Very interesting, I had completely forgotten about these chips.
Just one question, is there possibly a typo in the table with the SRAM physical sizes for the density-optimised Power8 SRAM? At 6T density-optimised it's more than 7 times as large than the 8T not-density-optimised SRAM on the same chip? That sounds very weird.
This has been my favorite article here in months. A deep dive into a technological obscurity that was actually highly innovative and useful. I hadn't thought of what Intel needed to invest to get this eDRAM L4 to work. Not just getting a DRAM to yield, but to also efficiently roll it into the architecture to be helpful. It's crazy how little Intel ended up using all this work.
With its tile strategy moving forward, Intel could try dipping into the Vcache territory, although its still unclear how this could play well with their current trend of increasing the L2 cache sizes and the heterogenous core integration.

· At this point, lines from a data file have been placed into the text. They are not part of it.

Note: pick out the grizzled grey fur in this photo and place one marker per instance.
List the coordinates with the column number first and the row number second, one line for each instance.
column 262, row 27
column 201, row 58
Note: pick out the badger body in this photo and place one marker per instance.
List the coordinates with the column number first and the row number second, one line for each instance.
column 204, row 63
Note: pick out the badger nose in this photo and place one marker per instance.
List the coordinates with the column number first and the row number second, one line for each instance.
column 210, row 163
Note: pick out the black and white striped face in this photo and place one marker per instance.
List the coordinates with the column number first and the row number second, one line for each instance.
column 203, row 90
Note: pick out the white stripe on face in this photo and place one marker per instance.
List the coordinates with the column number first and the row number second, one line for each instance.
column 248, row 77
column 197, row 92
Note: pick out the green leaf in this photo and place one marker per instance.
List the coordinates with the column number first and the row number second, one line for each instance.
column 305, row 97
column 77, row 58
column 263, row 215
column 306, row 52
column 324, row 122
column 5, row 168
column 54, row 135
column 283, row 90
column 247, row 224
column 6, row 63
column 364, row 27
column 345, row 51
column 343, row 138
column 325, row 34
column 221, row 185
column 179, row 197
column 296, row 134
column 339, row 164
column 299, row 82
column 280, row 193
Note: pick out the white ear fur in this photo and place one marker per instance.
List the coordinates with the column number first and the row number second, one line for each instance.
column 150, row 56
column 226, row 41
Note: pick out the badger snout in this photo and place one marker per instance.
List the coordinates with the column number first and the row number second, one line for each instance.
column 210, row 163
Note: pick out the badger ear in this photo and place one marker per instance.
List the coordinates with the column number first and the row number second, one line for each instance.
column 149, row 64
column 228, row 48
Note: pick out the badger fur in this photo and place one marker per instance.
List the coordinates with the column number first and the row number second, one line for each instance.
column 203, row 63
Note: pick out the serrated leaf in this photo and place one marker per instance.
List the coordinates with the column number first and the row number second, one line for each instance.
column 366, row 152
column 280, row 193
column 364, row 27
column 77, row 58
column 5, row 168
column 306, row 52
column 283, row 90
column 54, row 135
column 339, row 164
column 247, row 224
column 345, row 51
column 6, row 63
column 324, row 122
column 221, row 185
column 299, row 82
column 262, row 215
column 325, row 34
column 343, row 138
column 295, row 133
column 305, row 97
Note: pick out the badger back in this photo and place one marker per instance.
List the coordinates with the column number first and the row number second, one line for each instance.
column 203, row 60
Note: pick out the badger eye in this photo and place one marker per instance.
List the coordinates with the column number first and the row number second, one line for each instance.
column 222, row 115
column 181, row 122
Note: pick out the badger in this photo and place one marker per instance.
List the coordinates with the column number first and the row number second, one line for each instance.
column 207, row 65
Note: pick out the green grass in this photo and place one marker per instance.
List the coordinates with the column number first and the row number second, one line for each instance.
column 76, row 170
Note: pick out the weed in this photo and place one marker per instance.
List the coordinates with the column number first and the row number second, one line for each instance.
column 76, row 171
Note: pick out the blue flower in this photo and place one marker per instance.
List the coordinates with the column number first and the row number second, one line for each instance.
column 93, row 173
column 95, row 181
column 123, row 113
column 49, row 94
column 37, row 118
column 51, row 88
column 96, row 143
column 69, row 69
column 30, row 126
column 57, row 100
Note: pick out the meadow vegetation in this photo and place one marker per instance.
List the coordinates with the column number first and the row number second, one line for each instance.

That's really interesting! I didn't know eDRAM could get L3 levels of latency. If you choose eDRAM as a system memory (M1/Lunar Lake), how much faster can it get than system memory while having large capacity? As far as I have looked, IBM's Z15 is the only one with large amounts of eDRAM but it isn't large enough to be system memory
With AMD offering 3D Cache, I suspect that Intel will have no choice but to deliver some sort of higher cache solution in the future, if only to remain relevant.
Perhaps they could move a large L4 cache with 3D stacking off to its own tile someday. Supposedly there was the cancelled Adamantine L4, so I'm not sure what will happen next.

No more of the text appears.